Auch in seiner Vorstellung rügte der Beschwerdeführer die eingeholten Gutachten und verwies insbesondere darauf, daß ihm das medizinische Gutachten nicht vorgehalten worden sei. Auch die Vorschreibungen bezüglich Blendschutz seien zu allgemein gehalten. Die belangte Behörde veranlaßte auf Grund dieses Vorbringens Lärmmessungen bezüglich des gegebenen Grundgeräuschpegels, und das zu diesem Zweck erstellte Gutachten wurde dem Beschwerdeführer zur Kenntnis gebracht. Der Beschwerdeführer gab hiezu keine Äußerung ab.

Der Verwaltungsgerichtshof hat in ständiger Rechtsprechung dargetan, daß die Frage, ob eine das örtlich zumutbare Maß übersteigende Belästigung vorliegt, stets der Beantwortung durch einen medizinischen Sachverständigen bedarf (vgl. etwa das Erkenntnis vom 24. März 1987, Zl. 86/05/0132, BauSlg. 892, u. a.). Der Sachverständige hat hiebei insbesondere auch die Frage zu beurteilen, ob etwa die Methode des "äquivalenten Dauerschallpegels" auch dem konkreten Sachverhalt gerecht wird (vgl. etwa das Erkenntnis vom 13. September 1983, Zl. 05/0112/80, BauSlg. 85). Im konkreten Fall hat nun die belangte Behörde zwar das Gutachten des technischen Amtssachverständigen im Zuge des Vorstellungsverfahrens durch Einholung eines weiteren Gutachtens ergänzt, allein das unzureichend gebliebene amtsärztliche Gutachten des erstinstanzlichen Verfahrens wurde nicht ergänzt, ja während des gesamten Verwaltungsverfahrens wurde diese gutächtliche Äußerung dem Beschwerdeführer entgegen der ausdrücklichen Vorschrift des § 45 Abs. 3 AVG 1950 nicht zur Kenntnis gebracht. Damit wurde aber, wie der Beschwerdeführer zu Recht rügt, kein ausreichendes, dem Gesetz entsprechendes Parteiengehör gewährt. Da die belangte Behörde diesen, den Gemeindebehörden unterlaufenen Verfahrensmangel nicht aufgegriffen hat, hat sie ihren Bescheid schon aus diesem Grunde mit inhaltlicher Rechtswidrigkeit belastet.

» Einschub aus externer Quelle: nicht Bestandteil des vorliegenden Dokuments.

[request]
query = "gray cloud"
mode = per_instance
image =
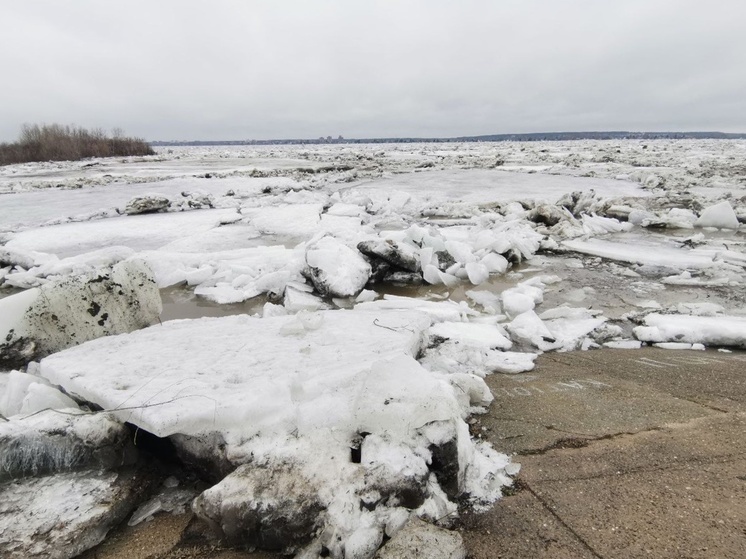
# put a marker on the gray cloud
(190, 69)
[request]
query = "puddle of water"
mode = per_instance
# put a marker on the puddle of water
(495, 284)
(180, 302)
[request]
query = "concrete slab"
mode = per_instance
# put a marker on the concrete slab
(676, 492)
(625, 453)
(570, 399)
(711, 378)
(520, 526)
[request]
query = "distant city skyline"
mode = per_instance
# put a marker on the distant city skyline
(189, 70)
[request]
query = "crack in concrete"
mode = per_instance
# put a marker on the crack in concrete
(672, 467)
(559, 519)
(580, 443)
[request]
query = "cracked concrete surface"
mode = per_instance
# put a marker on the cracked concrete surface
(637, 453)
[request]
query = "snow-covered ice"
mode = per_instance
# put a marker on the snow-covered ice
(459, 260)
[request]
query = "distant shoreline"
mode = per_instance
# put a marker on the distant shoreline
(530, 137)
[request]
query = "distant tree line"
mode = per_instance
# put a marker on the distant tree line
(55, 142)
(529, 137)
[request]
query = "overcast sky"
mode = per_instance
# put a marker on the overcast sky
(243, 69)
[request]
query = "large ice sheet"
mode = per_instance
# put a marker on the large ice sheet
(485, 186)
(707, 330)
(655, 254)
(139, 232)
(249, 374)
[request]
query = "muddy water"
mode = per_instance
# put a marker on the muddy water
(7, 292)
(181, 302)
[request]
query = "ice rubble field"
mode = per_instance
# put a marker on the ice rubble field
(323, 232)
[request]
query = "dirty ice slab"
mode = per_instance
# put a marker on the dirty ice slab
(269, 375)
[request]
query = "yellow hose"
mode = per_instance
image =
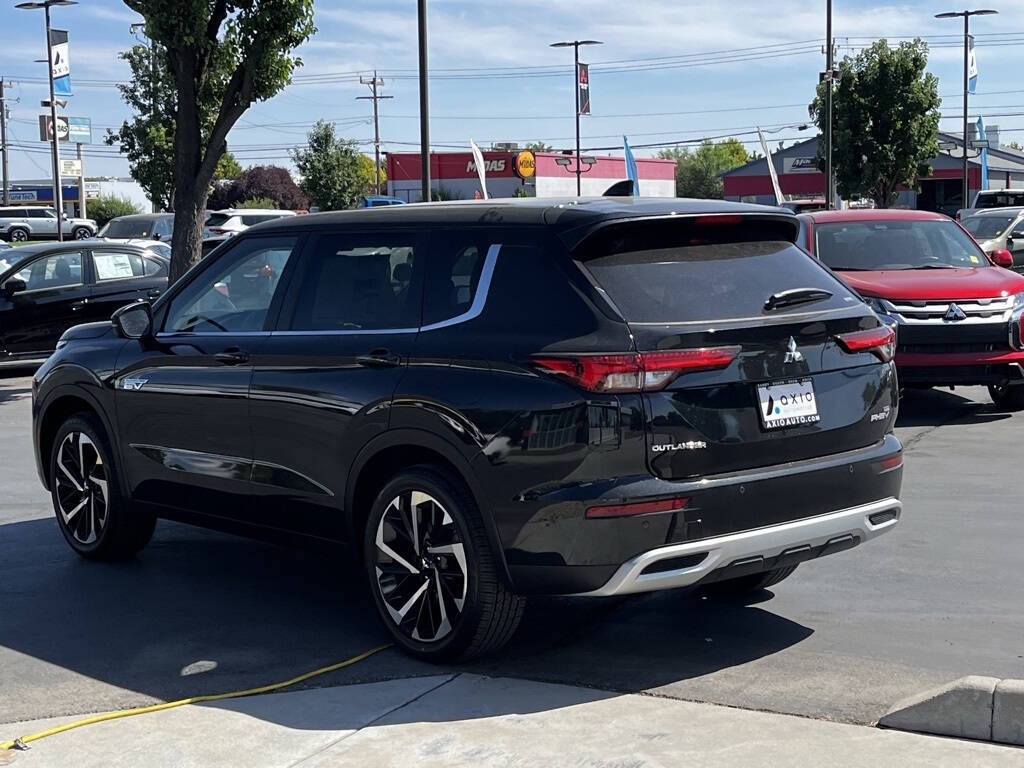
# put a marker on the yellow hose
(22, 742)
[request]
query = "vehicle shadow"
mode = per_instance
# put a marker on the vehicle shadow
(253, 613)
(931, 408)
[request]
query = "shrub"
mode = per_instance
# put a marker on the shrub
(107, 208)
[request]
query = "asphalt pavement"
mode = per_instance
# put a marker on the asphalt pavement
(842, 639)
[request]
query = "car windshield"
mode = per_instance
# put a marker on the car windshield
(896, 245)
(128, 228)
(987, 227)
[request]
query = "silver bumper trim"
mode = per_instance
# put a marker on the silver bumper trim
(768, 543)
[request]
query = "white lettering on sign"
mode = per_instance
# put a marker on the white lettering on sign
(496, 166)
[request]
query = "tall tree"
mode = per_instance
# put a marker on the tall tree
(235, 52)
(335, 174)
(697, 170)
(885, 121)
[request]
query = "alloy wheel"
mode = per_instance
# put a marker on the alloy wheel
(421, 566)
(82, 487)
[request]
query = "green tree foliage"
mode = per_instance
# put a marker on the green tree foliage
(110, 207)
(227, 168)
(885, 121)
(335, 174)
(696, 170)
(228, 53)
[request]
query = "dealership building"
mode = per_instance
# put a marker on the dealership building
(800, 178)
(454, 175)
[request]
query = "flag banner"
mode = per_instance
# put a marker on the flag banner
(984, 153)
(631, 168)
(583, 83)
(59, 66)
(972, 66)
(481, 167)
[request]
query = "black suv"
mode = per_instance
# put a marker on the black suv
(489, 399)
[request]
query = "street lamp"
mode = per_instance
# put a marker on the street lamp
(967, 38)
(55, 152)
(574, 44)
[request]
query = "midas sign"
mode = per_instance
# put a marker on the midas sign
(491, 166)
(525, 164)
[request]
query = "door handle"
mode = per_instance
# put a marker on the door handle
(379, 358)
(231, 356)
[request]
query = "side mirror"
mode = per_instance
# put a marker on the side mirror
(1003, 257)
(13, 286)
(134, 321)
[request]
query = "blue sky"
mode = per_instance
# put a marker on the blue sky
(651, 100)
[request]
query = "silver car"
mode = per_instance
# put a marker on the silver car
(996, 228)
(22, 223)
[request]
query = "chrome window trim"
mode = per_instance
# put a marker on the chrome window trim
(474, 311)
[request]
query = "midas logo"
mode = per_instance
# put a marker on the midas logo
(488, 166)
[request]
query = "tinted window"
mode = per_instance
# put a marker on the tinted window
(713, 282)
(117, 265)
(453, 274)
(236, 293)
(357, 282)
(896, 245)
(986, 227)
(52, 271)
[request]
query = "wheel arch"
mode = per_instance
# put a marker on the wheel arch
(388, 454)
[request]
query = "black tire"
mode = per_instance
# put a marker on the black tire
(1010, 397)
(88, 501)
(488, 613)
(749, 584)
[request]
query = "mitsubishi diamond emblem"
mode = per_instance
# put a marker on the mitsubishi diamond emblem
(954, 314)
(793, 354)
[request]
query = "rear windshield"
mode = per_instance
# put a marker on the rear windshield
(127, 228)
(896, 245)
(988, 226)
(714, 282)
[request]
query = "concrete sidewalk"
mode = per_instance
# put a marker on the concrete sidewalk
(468, 720)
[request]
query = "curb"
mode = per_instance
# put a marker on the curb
(985, 709)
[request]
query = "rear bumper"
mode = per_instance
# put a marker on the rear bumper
(752, 551)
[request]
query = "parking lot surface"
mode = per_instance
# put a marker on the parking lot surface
(842, 639)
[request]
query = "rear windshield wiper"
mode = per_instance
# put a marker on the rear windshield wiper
(796, 296)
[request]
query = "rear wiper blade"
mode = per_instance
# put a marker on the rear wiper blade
(796, 296)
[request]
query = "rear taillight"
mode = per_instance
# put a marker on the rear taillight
(880, 341)
(637, 508)
(641, 372)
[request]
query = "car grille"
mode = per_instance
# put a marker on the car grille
(976, 311)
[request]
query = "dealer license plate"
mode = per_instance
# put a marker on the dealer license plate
(787, 403)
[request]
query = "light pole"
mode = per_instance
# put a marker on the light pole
(574, 44)
(55, 152)
(967, 40)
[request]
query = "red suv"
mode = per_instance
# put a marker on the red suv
(957, 314)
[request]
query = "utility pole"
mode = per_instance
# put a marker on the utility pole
(424, 103)
(829, 64)
(374, 83)
(3, 143)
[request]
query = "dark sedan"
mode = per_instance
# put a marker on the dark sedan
(46, 289)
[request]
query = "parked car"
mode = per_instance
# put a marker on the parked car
(992, 199)
(957, 315)
(232, 221)
(148, 226)
(376, 201)
(998, 229)
(51, 287)
(488, 400)
(20, 223)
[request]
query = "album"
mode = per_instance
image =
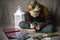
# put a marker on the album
(29, 19)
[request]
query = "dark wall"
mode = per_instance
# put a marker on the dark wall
(9, 7)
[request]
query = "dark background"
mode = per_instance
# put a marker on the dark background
(9, 7)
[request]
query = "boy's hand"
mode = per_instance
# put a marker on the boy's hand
(32, 25)
(38, 27)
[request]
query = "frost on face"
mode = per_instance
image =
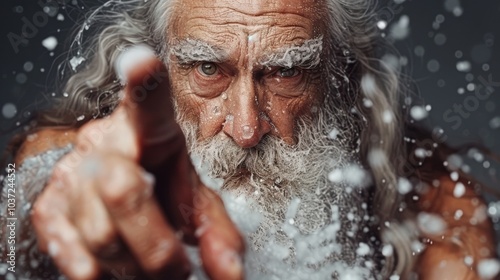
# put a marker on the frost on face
(354, 175)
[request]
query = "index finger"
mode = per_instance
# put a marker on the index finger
(147, 105)
(128, 198)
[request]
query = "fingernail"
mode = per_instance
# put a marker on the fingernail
(231, 261)
(148, 178)
(53, 248)
(150, 182)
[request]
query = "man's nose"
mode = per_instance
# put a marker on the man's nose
(245, 124)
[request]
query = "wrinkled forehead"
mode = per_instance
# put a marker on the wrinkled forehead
(273, 23)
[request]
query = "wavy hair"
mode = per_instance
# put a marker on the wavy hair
(351, 57)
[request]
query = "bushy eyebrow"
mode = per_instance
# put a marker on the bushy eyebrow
(193, 50)
(306, 55)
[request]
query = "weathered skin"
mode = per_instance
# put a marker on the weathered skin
(245, 31)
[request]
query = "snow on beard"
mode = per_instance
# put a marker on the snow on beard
(294, 219)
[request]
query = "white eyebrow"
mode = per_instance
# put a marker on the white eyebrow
(193, 50)
(307, 55)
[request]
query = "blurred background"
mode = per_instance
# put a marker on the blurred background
(451, 49)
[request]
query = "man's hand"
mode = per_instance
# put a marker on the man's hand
(128, 192)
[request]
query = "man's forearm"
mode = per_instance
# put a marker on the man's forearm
(30, 178)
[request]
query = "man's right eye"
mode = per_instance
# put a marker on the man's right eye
(208, 69)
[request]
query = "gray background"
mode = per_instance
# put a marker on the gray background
(441, 32)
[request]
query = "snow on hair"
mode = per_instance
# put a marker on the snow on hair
(348, 55)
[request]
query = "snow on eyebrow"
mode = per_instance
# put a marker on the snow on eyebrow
(307, 55)
(193, 50)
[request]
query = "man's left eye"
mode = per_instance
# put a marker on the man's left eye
(288, 72)
(208, 68)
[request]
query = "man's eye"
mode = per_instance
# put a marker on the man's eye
(288, 72)
(208, 68)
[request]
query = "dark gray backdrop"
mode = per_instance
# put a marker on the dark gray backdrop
(452, 52)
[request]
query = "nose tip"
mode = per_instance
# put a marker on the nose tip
(246, 135)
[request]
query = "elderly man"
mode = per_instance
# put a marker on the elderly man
(286, 113)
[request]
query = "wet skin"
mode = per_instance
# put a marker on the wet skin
(237, 95)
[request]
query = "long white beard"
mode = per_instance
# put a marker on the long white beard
(298, 224)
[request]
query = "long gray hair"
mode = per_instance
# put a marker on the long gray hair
(350, 59)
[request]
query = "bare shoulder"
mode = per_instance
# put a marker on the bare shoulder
(44, 140)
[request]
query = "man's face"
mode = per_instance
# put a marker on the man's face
(245, 69)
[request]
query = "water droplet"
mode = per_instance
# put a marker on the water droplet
(216, 110)
(433, 66)
(50, 43)
(419, 51)
(463, 66)
(76, 61)
(28, 66)
(440, 39)
(382, 24)
(9, 110)
(21, 78)
(247, 132)
(336, 82)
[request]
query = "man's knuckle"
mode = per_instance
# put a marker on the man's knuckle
(160, 255)
(123, 190)
(99, 240)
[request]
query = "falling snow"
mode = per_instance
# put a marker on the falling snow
(50, 43)
(418, 113)
(488, 269)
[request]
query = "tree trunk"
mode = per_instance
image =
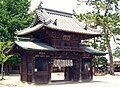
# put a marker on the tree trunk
(111, 60)
(2, 71)
(110, 54)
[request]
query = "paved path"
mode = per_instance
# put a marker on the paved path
(98, 81)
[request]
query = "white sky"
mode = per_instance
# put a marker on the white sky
(61, 5)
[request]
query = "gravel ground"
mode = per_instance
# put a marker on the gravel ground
(98, 81)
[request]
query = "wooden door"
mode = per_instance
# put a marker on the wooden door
(86, 69)
(41, 70)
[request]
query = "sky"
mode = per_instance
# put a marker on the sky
(62, 5)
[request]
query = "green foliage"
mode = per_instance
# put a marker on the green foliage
(106, 15)
(117, 53)
(4, 46)
(13, 16)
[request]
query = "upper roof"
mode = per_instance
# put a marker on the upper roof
(57, 20)
(29, 44)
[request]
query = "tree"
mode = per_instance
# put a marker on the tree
(13, 16)
(106, 15)
(4, 46)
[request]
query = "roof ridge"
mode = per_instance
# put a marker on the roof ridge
(51, 11)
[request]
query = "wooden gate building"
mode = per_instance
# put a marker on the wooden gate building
(50, 49)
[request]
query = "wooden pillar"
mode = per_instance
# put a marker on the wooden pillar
(80, 63)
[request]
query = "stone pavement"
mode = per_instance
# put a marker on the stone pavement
(98, 81)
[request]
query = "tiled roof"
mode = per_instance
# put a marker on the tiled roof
(92, 51)
(34, 45)
(64, 22)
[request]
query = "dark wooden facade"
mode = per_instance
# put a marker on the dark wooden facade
(37, 65)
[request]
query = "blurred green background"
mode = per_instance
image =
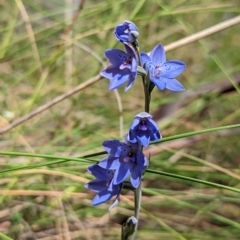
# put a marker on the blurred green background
(48, 48)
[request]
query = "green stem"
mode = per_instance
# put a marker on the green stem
(145, 83)
(137, 204)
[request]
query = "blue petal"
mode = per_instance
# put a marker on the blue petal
(152, 126)
(119, 79)
(158, 55)
(96, 185)
(174, 85)
(136, 177)
(101, 197)
(109, 163)
(116, 56)
(117, 191)
(144, 58)
(115, 203)
(143, 137)
(110, 72)
(133, 75)
(171, 69)
(135, 123)
(100, 173)
(155, 136)
(159, 82)
(130, 50)
(116, 148)
(131, 136)
(122, 172)
(141, 160)
(126, 32)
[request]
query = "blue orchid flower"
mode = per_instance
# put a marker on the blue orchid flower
(123, 67)
(103, 185)
(126, 159)
(126, 32)
(161, 72)
(143, 129)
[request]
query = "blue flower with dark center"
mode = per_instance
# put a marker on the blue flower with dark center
(126, 32)
(103, 185)
(161, 72)
(127, 159)
(123, 67)
(143, 129)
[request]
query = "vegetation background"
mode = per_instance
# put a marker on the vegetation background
(50, 48)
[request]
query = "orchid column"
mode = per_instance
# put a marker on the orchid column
(126, 160)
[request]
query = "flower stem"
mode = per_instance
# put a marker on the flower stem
(137, 204)
(144, 81)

Der Verwaltungsgerichtshof teilt auch die Auffassung des Beschwerdeführers, daß die als Auflage Punkt 13 des erstinstanzlichen Bescheides vorgesehene Vorschreibung betreffend die Hintanhaltung einer Blendung bzw. Lichtbeeinträchtigung nicht jenes Maß an Bestimmtheit aufweist, welches für eine vollstreckbare Auflage im Sinne des § 59 AVG 1950 erforderlich ist. In dieser Beziehung hat die mitbeteiligte Partei in ihrer Gegenschrift darauf verwiesen, daß in tatsächlicher Hinsicht eine Änderung des Projektes erfolgte, welche als Erfüllung der Auflage Punkt 13 zu beurteilen sei. Dieser Umstand wird allenfalls im fortgesetzten Verfahren zu beachten sein.

Auf Grund der dargelegten Erwägungen war der angefochtene Bescheid wegen Rechtswidrigkeit des Inhaltes gemäß § 42 Abs. 2 Z. 1 VwGG aufzuheben.

Von der Durchführung der beantragten mündlichen Verhandlung konnte gemäß § 39 Abs. 2 Z. 4 VwGG Abstand genommen werden.

Der Zuspruch von Aufwandersatz gründet sich auf die §§ 47 ff. VwGG und die Verordnung BGBl. Nr. 206/1989. Die Abweisung des Mehrbegehrens betrifft Stempelgebühren für nicht erforderliche Beilagen.